Most FHE deployments use a single scheme and accept its limitations. H33 runs three schemes simultaneously with automatic routing between them. The practical consequence: an application can encrypt a feature vector, run ML inference (CKKS), quantize the result to an integer (scheme transition), compare against a threshold (TFHE), and attest the entire chain (H33-74) — in a single API call.

No other production system provides this. Individual FHE libraries (SEAL, OpenFHE, Lattigo) implement one or two schemes but leave routing, scheme transitions, and attestation to the application developer. H33 integrates these at the infrastructure level, so the developer writes "compare score against threshold" and the system handles CKKS → BFV → TFHE → attestation automatically.

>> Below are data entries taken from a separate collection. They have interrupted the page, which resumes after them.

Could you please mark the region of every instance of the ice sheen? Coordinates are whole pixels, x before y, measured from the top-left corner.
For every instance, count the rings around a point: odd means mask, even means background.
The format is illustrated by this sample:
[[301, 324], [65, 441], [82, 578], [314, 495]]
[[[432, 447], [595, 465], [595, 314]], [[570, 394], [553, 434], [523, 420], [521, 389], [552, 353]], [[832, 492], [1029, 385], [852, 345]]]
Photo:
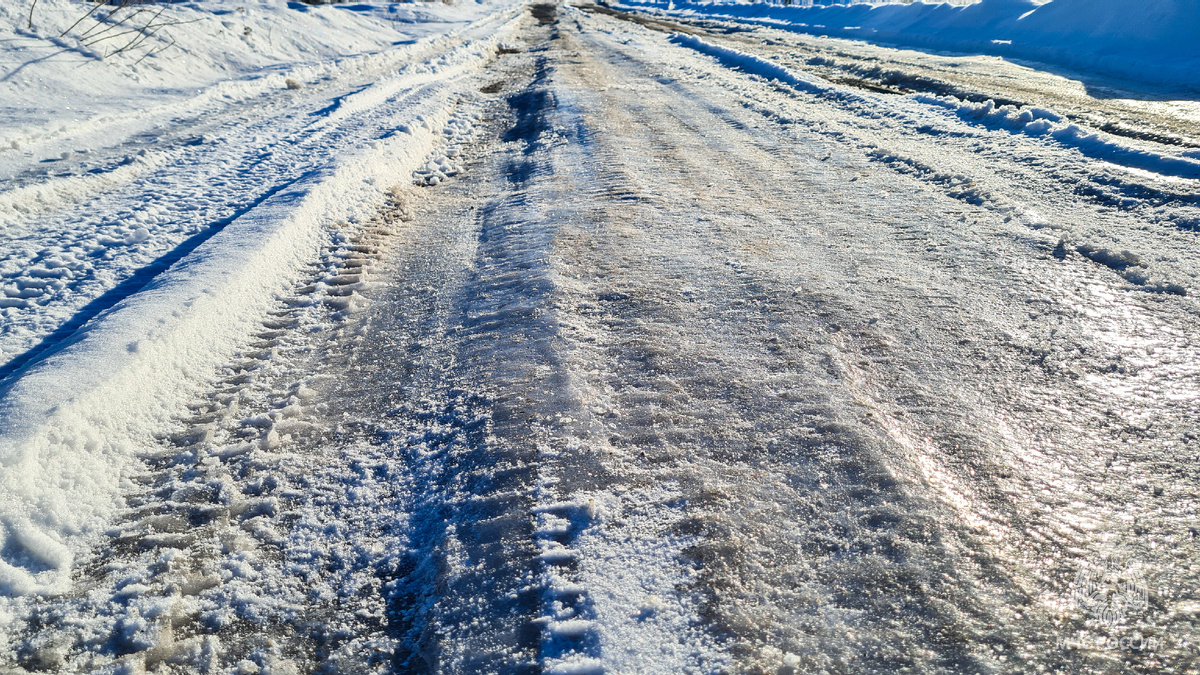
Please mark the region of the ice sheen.
[[[440, 64], [443, 77], [482, 62], [494, 40]], [[396, 90], [389, 82], [346, 101], [379, 103]], [[73, 557], [119, 508], [151, 429], [244, 344], [316, 255], [324, 227], [372, 213], [420, 166], [452, 104], [444, 86], [404, 107], [397, 133], [347, 143], [10, 380], [0, 390], [0, 593], [68, 587]]]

The complete stack, measured: BFV at 2,209,429 auths/sec for exact matching. CKKS at 141,216 adds/sec and 1,574 TPS full multiply pipeline for approximate computation. TFHE at 768 TPS (8-bit GT, 96 channels) for encrypted decisions. All post-quantum attested. All on the same Graviton4 metal instance. All measured, not projected.

CKKS scales when it runs alongside engines that cover its blind spots. Approximate arithmetic is powerful for ML inference, statistical aggregation, and risk scoring — but a production privacy system also needs exact matching and encrypted decisions. The three-engine architecture delivers all three, with automatic routing and post-quantum attestation on every result.

The numbers are real. The stack is production. The attestation is quantum-resistant.

Eric Beans

CEO, H33.ai, Inc.

Patent pending. U.S. Patent Application Nos. 19/309,560 and 19/645,499. Additional applications pending.
H33-74 is a trademark of H33.ai, Inc. AWS and Graviton4 are trademarks of Amazon Web Services, Inc.